I Don’T remember the exact day I first stepped into a library or how old I was when I borrowed my first book. What I do remember is the feeling each time I walked through those doors. It was an adventure.

The librarian and I got to know each other. She knew what books I liked and she knew far better than I did what else might spark my imagination. Often she would put some books aside and the next time I went in she would produce them from behind her desk. It was like magic.

Since the programme of library closures began it often seems that we have only talked about the buildings which are in danger of disappearing. Since 2000, 350 libraries have gone, but we have also lost people, highly skilled people.

According to a report out this week, in the last six years, 8,000 jobs have also been lost. Most positions have gone for good while a few are now being filled by volunteers. Those who are prepared to give their time for free to ensure their library remains open are to be applauded. However, well-meaning volunteers can’t ever take the place of a full-time, trained librarian and we shouldn’t ever kid ourselves that they can.

Most of these volunteers tend to be older, often retired. They may love books. They may believe passionately in libraries, but are they the best people to organise events for a bunch of teenagers with piercings and tattoos? I would suggest probably not.

The very best librarians know how to put together a collection which balances bestsellers with more off-beat work and their experience tells them which events will pull people through the doors and which won’t. Without them we are in danger of losing something very special.

Access to education is the very foundation of democracy. Years ago people fought hard to establish workers’ education institutes that gave the very poorest in society the opportunity to learn. Today there is an oft repeated argument that libraries are less necessary because the internet has made knowledge more accessible than it ever has been before.

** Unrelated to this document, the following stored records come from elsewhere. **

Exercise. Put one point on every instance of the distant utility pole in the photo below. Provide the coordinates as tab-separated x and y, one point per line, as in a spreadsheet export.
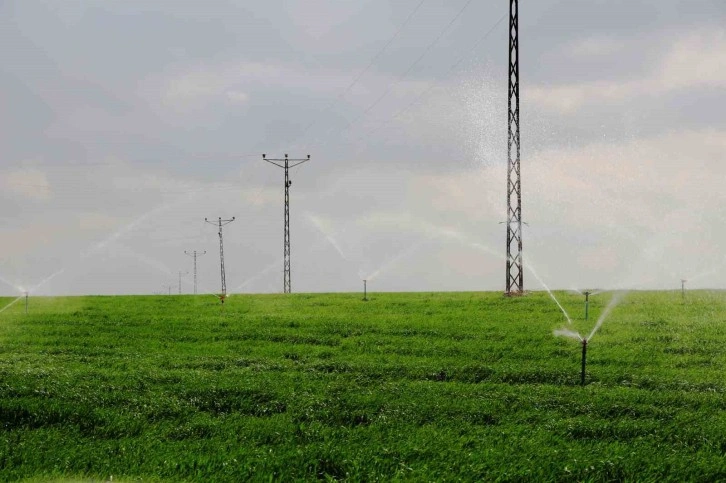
286	163
194	255
220	223
180	274
515	272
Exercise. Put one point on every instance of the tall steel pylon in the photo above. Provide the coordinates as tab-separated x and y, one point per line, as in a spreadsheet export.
286	163
220	223
515	272
194	255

Perhaps. But only if you have a computer. For a great many people the only computer they ever see is the one in their local library. The fact that many of the libraries which have either already closed or which are facing their final chapter are in deprived areas is a double blow.

It is also economically ridiculous. According to the Government’s own figures, the creative industries are worth £8.8m an hour to the UK. From advertising to gaming companies, these are people who know how to tell stories which excite, inform and entertain. Libraries are where many of us first discover the art of a great narrative and where our own powers of storytelling first come alive.

A few years ago, along with my publisher Pan Macmillan I decided to come up with a way of staging library events that didn’t require me to be there. It’s important because libraries don’t have the funds that they did to pay author expenses and most authors receive far more requests than they can ever deal with. Together with the Reading Agency we put together a murder mystery pack based on my novel The Glass Room. It includes a script, a CSI report, ‘whodunnit’ forms, basically everything needed to stage a successful murder mystery night, one which I hope will engage with regular readers and pull in a new audience.

Libraries will only survive if they are social, vibrant places where people can discuss books, staffed by experts in their field. Libraries and librarians aren’t a luxury. To ensure education is open to all they are a necessity.

Ann Cleeves is the bestselling author of the Vera and Shetland series. Prior to becoming a full-time writer she worked for the library service in Kirklees.